Nassir Ghaemi, MD, MPH

Disclosures

May 18, 2013

Thoughts on a New DSM

The fifth edition of the Diagnostic and Statistical Manual of Mental Disorders (DSM-5) is here. We might as well pretend that Ronald Reagan is still president. Radical changes were made, with limited scientific evidence, when DSM-III was published in 1980 (the year Reagan was elected); even the tiniest changes, with great scientific evidence, are now the subject of outrage.

For me, DSM-5 is a disappointment. I take no pleasure in making this judgment. I wish I could say that DSM revisions are increasingly scientific and getting us closer to truths. But this simply hasn't happened.

DSM-5 is a disappointment for me not because it is much different from DSM-IV, but because it is so similar. Almost 2 decades after the fourth revision in 1994, despite thousands of research studies on psychiatric conditions, our profession hardly can bring itself to change anything of importance. The radical bipolar/major depressive disorder (MDD) dichotomy is unchanged and untouchable -- the third rail of US psychiatry -- despite numerous studies casting doubt on the validity of the MDD definition and providing support for broader definitions of bipolar disorder.

The personality disorder concept was nothing but the description of psychoanalytic speculations in 1980. It has remained basically unchanged, despite little research evidence of validity. Personality traits, one of the most well-proven facts in psychology, were recommended by the DSM-5 task force but vetoed by the American Psychiatric Association Board of Trustees. Science was rejected; psychoanalytic tradition was not.

Clinicians may have assumed that we have scientific validity for most of the approximately 400 diagnoses in DSM-5; we have hardly any validity data for the vast majority of those diagnoses, and we have notable validity evidence for numerous concepts that are excluded.

The claim in the Reagan presidency was that DSM would provide reliability; we could agree on definitions. Then, we would do more research so that definitions would evolve toward better validity. Reliability would lead to validity.
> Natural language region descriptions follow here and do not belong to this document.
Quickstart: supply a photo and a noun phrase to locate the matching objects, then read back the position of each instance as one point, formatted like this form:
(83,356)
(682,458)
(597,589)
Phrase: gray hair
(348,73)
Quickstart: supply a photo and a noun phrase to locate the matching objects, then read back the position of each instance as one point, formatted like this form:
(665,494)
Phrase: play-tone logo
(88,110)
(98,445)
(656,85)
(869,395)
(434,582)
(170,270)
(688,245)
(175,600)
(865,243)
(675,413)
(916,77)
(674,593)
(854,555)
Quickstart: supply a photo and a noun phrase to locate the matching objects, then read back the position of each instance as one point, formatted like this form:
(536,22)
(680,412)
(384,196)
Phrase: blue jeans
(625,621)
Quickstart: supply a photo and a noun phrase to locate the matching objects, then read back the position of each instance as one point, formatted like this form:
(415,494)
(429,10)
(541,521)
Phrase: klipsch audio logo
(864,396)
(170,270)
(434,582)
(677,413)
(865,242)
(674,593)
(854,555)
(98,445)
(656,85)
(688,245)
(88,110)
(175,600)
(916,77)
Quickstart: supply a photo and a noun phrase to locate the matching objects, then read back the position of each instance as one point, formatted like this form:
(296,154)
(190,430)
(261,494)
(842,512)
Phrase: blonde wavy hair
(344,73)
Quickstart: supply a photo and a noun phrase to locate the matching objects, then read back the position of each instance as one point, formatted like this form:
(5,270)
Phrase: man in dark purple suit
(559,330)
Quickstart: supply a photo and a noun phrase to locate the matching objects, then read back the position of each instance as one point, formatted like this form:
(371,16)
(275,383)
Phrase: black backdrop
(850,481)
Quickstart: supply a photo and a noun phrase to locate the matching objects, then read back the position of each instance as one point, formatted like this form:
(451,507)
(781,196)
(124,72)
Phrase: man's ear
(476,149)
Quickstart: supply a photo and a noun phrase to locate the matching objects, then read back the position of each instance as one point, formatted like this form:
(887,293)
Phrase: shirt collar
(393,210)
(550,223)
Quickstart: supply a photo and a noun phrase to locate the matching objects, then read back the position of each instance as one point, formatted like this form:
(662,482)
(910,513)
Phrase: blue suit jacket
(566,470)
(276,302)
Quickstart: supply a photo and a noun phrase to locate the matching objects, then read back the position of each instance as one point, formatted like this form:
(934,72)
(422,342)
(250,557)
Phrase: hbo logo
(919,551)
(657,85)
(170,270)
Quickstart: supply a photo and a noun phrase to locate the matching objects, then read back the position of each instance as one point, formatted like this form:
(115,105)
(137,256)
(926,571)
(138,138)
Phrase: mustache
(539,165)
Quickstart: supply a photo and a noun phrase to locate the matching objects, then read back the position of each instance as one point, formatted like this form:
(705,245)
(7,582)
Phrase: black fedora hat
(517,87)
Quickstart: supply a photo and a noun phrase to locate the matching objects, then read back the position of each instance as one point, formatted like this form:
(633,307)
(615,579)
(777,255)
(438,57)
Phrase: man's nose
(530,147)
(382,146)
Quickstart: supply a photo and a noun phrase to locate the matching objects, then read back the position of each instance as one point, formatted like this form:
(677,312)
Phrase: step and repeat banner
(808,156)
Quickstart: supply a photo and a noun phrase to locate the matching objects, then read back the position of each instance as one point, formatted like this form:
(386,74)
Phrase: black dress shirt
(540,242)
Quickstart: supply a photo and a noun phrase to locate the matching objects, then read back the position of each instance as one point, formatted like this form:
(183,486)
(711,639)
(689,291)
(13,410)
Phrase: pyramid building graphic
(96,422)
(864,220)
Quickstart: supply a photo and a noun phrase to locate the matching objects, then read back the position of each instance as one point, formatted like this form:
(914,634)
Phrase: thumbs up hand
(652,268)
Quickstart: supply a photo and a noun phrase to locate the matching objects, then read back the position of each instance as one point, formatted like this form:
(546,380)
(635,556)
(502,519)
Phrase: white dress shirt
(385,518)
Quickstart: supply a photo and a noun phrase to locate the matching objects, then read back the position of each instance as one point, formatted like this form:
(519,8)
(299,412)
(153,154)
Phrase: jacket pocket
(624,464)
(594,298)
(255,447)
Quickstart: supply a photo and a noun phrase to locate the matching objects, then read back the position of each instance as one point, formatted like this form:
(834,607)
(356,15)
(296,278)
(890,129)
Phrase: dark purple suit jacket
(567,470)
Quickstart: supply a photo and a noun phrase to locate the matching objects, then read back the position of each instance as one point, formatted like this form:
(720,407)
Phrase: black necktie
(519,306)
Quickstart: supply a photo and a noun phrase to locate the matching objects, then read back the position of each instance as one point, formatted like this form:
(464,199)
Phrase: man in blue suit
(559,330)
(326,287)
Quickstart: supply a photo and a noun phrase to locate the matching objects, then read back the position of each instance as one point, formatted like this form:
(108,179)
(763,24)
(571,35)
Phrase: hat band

When Bill Clinton was president and DSM-IV was published in 1994, a change happened: DSM became an end in itself. The DSM-IV leadership explicitly stated that unless a very high bar of scientific evidence was reached, no changes were allowed. The bar kept being moved higher and higher for science, and lower and lower for politics. The DSM-IV leadership called it "pragmatism": DSM changes were made on the basis of what that leadership thought was best for patients, they said, and for the profession.

Reliability had become an end in itself; validity no longer mattered because, in a species of extreme social constructionism, the DSM-IV leadership saw the nosology as a way to influence practice, not as a way to discover causes of and treatments for mental illnesses. (They didn't bother with the question of how you could practice well if you didn't find out the causes and treatments of illnesses.)

There were hopes that DSM-5 would be different, with scientifically based changes. But a major backlash came: The DSM-IV leadership opposed changes on "pragmatic" grounds, and many in the larger public criticized DSM on social constructionist grounds, as just a means for psychiatrists to make money and influence people. Major changes became minor, and even the minor ones were often dropped to an appendix for further research, which is likely to be ignored.

After 2 decades of being a loyal follower of DSM, the debates of recent years led me to make a sad but definite conclusion: DSM has caused stagnation in psychiatry. If DSM categories are devised primarily because professional leaders want to achieve some clinical or even economic goals, there is no reason why nature should play along. By being "pragmatic" and not scientific, DSM has doomed biological and pharmacologic research in psychiatry to failure for 2 generations.

Now I see a generational change. The leaders of the DSM-III, -IV, and -5 workgroups are often literally the same people, representatives of the 1970s/1980s generation in psychiatry. Some of us in later generations do not venerate DSM as the bible of psychiatry, as it's often called; we instead question it as theology instead of science. Recently, the leadership of the National Institute of Mental Health (NIMH) reached the same conclusion and stated it forcefully: DSM criteria are not scientifically valid, and patients deserve better.

DSM-5 is out, and clinicians will use it, but unfortunately it represents a failed past. Those of us who grew up in that past, and have seen how it has led us to stand still, are inclined to agree with the NIMH that our future deserves to be different.